Nicole Lamanna, MD: Refractory is a different issue that implies that patients may have less options. Clinical trials are always important. To be fair, they’re important whether you’re relapsed or are being treated in the frontline setting. For rarer diseases, it may be beneficial to be part of a clinical trial that may look at an agent—it may not even be a new agent–it might just be an instance where we have an agent that has outstanding responses. And now we’re looking at a head-to-head with therapies that we consider more standard. So, being part of a clinical trial in chronic lymphocytic leukemia is very important. It gives opportunities for patients who have had a lot of these therapies, whether they were on clinical trials or not, to be part of new drugs that are coming out that look promising. For patients who there are less options available for, that certainly is something to consider.
Let’s talk about CAR (chimeric antigen receptor) T cells and transplant. When we talk about multiply treated patients, CAR T-cell therapy is a therapy that looks at manipulating your T cells, your immune system, to recognize your cancer cells, your CLL cells. And so, the goal would be that you infuse your T cells, or modified T cells, that will recognize your CLL cells and then attack them. In theory, this is great, right? Think of it like a vaccine. You’re getting the flu shot. The goal is that you’ll mount antibodies that will prevent you from getting the flu. So, how do we amount our immune system to attack our cancer cells?

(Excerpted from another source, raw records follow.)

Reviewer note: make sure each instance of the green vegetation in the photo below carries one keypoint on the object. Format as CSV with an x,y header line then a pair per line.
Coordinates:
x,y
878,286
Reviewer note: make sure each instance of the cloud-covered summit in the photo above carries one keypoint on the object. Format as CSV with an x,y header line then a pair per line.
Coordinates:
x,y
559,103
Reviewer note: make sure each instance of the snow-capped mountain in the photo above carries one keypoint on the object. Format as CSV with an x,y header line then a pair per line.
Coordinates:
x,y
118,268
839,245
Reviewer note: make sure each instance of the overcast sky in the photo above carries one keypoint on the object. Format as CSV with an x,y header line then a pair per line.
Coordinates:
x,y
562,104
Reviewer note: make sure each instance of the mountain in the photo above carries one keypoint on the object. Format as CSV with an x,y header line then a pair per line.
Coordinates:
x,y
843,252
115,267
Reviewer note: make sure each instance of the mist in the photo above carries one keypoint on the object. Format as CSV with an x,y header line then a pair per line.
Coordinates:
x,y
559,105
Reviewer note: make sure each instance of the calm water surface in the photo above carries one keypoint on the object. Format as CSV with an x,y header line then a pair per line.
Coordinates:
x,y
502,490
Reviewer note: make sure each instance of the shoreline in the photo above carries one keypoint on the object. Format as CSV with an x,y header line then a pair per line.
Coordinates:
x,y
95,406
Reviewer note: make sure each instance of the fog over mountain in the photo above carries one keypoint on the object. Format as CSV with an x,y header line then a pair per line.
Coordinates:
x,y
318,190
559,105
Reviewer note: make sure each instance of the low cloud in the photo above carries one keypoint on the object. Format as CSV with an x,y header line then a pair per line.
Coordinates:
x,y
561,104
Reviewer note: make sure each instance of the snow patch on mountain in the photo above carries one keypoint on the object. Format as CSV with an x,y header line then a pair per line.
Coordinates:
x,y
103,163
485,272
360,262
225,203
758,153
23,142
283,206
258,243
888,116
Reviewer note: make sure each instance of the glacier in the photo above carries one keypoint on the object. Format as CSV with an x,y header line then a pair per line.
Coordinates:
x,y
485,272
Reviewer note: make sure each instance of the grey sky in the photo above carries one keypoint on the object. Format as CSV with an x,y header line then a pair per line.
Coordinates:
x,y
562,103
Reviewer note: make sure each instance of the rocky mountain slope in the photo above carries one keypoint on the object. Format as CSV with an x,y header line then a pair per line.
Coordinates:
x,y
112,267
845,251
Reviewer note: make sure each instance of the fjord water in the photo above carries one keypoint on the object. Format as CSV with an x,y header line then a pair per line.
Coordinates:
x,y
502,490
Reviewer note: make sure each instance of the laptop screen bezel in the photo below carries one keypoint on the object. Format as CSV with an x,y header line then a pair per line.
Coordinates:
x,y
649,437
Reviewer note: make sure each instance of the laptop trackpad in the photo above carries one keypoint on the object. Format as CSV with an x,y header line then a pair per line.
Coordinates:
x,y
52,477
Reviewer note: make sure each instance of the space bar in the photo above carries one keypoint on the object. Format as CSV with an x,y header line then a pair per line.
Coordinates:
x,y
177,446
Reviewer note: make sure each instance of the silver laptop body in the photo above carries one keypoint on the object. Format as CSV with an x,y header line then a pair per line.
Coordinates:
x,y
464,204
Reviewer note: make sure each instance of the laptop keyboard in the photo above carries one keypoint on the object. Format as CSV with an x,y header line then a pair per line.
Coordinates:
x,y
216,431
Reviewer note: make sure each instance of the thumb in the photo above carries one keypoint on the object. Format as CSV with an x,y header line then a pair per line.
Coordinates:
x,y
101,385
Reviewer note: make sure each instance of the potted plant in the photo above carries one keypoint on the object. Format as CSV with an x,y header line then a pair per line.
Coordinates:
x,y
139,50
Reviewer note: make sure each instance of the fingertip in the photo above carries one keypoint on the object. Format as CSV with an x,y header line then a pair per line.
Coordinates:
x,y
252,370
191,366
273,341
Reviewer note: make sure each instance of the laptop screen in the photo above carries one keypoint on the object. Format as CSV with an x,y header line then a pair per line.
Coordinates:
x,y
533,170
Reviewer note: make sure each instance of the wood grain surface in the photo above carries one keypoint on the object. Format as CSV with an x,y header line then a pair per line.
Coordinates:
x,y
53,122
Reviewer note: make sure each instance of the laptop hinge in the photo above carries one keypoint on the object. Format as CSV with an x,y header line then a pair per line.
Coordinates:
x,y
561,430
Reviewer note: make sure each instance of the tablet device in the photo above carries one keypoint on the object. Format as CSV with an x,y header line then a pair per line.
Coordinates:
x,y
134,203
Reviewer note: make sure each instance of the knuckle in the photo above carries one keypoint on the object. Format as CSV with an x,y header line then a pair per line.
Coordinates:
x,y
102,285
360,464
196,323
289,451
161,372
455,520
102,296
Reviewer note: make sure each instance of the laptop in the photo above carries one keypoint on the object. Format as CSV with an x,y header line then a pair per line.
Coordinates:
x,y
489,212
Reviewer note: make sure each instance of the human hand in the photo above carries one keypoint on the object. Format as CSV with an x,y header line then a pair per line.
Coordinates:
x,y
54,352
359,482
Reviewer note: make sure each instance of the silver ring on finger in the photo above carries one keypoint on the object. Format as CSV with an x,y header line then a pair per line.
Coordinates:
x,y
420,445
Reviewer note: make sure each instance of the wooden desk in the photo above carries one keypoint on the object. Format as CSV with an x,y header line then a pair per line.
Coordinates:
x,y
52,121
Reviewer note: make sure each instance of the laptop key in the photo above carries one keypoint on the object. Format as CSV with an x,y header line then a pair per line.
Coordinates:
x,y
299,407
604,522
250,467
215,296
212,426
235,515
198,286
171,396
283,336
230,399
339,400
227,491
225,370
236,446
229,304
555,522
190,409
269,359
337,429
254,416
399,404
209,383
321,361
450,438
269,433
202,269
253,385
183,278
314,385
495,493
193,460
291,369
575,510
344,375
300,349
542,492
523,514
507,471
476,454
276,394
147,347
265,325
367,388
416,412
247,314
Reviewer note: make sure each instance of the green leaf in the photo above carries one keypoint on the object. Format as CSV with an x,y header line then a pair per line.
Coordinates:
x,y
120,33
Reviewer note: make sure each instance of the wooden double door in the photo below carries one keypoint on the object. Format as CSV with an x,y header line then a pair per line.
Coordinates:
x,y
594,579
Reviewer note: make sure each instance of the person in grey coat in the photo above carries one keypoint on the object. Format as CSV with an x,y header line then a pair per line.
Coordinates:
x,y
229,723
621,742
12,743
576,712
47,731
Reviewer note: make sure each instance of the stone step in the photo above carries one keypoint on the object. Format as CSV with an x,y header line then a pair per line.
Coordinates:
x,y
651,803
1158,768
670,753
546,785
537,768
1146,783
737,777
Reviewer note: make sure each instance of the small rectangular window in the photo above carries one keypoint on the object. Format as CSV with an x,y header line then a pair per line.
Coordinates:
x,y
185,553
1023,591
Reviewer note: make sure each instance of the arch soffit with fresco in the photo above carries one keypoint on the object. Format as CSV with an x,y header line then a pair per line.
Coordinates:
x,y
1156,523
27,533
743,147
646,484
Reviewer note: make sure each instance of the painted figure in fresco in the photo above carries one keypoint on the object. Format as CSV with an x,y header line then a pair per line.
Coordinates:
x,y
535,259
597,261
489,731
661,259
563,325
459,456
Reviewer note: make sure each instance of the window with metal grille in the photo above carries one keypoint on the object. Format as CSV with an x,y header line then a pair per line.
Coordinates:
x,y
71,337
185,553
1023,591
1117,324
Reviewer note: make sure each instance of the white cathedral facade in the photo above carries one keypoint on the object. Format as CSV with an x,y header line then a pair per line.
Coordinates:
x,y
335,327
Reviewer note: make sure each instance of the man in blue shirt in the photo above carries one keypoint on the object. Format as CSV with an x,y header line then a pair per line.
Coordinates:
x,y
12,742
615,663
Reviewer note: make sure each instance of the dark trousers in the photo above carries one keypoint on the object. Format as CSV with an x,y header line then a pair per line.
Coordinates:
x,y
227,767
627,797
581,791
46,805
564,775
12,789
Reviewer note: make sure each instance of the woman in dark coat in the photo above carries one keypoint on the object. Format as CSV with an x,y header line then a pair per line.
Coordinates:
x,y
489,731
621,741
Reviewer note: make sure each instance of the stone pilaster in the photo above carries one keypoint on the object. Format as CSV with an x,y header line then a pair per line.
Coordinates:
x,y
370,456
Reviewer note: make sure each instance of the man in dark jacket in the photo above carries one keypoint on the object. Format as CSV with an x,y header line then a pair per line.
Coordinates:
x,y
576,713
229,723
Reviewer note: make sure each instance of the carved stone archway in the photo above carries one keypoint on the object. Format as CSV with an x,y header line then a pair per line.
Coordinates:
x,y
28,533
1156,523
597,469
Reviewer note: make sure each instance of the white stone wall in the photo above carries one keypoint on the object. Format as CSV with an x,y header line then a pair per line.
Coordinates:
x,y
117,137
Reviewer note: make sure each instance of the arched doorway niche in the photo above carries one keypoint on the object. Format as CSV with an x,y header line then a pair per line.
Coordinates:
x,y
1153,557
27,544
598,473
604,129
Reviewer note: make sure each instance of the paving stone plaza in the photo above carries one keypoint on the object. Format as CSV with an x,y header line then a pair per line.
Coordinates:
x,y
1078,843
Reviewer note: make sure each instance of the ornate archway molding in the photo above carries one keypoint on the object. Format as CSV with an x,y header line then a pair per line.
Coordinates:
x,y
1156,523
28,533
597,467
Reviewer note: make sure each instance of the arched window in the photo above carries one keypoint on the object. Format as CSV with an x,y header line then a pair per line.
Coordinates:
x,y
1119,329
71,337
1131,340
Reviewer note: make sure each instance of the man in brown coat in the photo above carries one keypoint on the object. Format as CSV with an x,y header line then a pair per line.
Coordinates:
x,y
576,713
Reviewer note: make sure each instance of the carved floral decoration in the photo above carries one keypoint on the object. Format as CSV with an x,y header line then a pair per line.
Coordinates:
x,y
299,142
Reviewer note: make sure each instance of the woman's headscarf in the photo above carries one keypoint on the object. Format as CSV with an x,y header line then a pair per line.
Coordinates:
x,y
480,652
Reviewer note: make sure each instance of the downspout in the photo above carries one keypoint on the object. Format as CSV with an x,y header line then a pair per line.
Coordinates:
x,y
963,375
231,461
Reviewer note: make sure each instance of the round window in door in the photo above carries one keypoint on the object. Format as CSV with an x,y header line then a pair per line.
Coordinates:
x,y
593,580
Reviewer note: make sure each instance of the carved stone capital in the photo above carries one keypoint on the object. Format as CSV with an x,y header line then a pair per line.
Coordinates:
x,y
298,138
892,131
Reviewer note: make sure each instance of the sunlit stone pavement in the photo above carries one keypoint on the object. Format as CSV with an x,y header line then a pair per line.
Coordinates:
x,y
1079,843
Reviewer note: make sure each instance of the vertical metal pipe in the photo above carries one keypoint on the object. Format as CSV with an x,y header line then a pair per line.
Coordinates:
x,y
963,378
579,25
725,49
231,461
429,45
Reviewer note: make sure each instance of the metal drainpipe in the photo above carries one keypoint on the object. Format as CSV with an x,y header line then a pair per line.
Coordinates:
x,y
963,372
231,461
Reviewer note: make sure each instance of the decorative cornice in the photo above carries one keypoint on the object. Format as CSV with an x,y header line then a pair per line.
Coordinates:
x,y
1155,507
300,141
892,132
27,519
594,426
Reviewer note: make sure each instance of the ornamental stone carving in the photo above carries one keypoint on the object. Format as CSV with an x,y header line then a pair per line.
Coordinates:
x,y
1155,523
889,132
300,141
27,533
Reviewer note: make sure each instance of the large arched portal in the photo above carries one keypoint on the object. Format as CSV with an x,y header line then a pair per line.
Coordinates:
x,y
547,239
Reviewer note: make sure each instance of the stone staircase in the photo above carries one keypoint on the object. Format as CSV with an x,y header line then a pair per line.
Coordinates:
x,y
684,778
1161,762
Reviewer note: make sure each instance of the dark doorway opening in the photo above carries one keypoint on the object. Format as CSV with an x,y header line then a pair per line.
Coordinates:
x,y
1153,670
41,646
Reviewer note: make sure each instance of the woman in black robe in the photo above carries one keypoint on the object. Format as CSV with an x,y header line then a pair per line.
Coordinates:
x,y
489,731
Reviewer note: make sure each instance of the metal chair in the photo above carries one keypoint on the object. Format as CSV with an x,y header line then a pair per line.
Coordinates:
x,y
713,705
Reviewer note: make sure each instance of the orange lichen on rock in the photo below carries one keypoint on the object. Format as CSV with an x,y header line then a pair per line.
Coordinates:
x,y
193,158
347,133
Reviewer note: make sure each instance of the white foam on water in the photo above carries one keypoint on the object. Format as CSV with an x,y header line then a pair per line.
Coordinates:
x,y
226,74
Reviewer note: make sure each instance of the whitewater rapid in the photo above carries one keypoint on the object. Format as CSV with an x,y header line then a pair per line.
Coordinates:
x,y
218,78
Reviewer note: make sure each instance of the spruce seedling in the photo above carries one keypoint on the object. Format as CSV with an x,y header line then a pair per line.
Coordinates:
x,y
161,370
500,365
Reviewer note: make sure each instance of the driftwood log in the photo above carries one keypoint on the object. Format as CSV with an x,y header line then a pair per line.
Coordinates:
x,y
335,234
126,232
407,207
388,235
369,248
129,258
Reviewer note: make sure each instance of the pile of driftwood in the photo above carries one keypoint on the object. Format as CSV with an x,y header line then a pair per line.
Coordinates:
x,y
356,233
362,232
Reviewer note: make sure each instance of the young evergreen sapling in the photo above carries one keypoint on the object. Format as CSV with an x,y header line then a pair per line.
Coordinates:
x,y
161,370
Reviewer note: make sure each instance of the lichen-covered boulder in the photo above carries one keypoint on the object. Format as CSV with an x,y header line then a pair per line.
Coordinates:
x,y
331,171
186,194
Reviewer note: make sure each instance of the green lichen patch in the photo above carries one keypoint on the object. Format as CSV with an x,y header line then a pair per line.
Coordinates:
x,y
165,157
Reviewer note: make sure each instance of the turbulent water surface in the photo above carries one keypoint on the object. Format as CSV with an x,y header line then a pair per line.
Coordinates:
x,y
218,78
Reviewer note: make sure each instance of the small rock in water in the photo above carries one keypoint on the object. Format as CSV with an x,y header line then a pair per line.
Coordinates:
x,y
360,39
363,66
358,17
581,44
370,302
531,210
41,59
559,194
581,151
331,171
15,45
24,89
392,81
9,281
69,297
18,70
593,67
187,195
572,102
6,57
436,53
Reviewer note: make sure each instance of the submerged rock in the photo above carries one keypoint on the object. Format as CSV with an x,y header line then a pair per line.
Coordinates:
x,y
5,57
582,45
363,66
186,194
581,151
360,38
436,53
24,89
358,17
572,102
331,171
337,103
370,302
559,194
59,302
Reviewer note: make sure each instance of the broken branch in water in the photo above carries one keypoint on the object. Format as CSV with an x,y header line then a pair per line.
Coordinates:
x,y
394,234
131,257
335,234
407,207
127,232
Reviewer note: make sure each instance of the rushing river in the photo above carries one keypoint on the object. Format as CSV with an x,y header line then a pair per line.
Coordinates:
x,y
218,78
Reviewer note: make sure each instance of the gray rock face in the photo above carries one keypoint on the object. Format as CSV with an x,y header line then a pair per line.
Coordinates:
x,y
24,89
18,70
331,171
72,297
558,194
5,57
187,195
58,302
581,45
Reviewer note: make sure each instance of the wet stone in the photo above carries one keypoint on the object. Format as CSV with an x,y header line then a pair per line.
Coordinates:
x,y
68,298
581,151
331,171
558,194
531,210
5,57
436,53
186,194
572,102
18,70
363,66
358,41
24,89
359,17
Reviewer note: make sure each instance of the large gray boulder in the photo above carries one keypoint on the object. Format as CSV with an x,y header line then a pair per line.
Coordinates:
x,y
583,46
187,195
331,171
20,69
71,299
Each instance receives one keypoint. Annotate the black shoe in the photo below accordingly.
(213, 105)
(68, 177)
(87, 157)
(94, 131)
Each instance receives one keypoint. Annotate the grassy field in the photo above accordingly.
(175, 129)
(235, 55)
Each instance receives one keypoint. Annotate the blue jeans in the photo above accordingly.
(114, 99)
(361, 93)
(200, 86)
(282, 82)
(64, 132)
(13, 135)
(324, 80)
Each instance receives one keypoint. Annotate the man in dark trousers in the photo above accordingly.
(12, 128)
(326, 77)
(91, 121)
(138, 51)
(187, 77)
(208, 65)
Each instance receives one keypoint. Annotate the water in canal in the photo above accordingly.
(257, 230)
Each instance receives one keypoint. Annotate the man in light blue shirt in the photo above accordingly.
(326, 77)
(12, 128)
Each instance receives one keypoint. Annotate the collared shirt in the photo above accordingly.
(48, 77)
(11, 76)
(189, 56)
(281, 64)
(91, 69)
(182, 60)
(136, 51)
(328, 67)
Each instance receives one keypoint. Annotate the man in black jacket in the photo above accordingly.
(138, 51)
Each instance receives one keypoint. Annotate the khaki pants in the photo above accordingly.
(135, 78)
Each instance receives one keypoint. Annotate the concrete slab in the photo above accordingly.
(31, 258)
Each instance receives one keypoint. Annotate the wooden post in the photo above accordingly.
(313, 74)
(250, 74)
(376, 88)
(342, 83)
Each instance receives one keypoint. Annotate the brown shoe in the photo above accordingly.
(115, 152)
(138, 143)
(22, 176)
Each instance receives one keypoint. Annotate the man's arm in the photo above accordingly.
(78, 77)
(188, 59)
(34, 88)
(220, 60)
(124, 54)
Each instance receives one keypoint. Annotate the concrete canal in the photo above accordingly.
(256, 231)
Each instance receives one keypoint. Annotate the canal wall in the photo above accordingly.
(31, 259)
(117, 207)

This has been approved in acute leukemia, specifically for ALL. And recently, it is now approved in relapsed diffuse large B-cell lymphoma patients. It’s not yet approved in CLL, but there are clinical trials running in CLL. There have been issues with side effects with CAR T-cell therapy. Even though the technology is cool, this is why it hasn’t made its way into the frontline setting. We have a lot of good therapies, like ibrutinib, which have very few side effects. And so, until we make the side effect profile better with CAR T-cell therapy, given all of the therapies that we have, it’s still in the multiply relapsed setting right now. I think that may change as the side effect profile improves and we get more data in CLL. But certainly, that’s an option for patients with multiply relapsed disease.
When we talk about transplant, people always ask me, “Is that surgery?” Patients go, “What is transplant?” It is not transplant like when you think of an organ donation, a kidney transplant or a liver transplant where there’s surgery involved. This is literally receiving a blood transfusion, very simplistically, of course. You receive someone else’s cells. They engraft in your bone marrow, hopefully, with their cells, and take away your leukemia. Now, you do get chemotherapy with this. The goal is to have you have very little CLL to begin with, if possible, because the less CLL that you have in your bone marrow, the more likely that the donor cells, someone else’s cells, will engraft in your marrow and hopefully get rid of any residual leukemia cells. That’s simplistically what a transplant is.
The problem we have in transplant is that the median age of CLL occurs in an older patient population. The median age is 72. There are side effects with transplants, including what they call graft versus host disease. Remember, there are 2 immune systems. They might fight each other. So, there’s more and different types of side effects with transplant than there is with these other therapies that I’ve been talking about. And so, the age and comorbidities become more relevant. If you are an older patient, age 75 and older, there is a possibility of more potential side effects if going to transplant. It is not applicable, to most of our patients with CLL. That’s the problem. If we can make side effect profiles of transplants better, perhaps we can make it available to older patients, as well. So, that limits the amount of ability of our patients to even go to a transplant, because of the toxicity issue.
We do still use transplants for patients who are younger and may have features to their disease that are more adverse, and for those who are already starting to relapse on certain therapies. We will take our younger folks, potentially, to transplant because of those reasons. But when you talk about this, in the grand scheme of multiple therapies, it probably falls further down because of those issues and our inability to treat the older patient populations without too many side effects. There’s a whole bunch novel therapies that are being looked at, including combinations with ibrutinib or combinations with these B-cell receptor agents, combinations with the BCL-2 inhibitors. So, there are a lot of opportunities for multiply relapsed patients to take advantage of combinations with the novel agents. And that’s certainly better than what we had before, in the era of solely chemoimmunotherapy. So, there are options for the relapsed and refractory patients.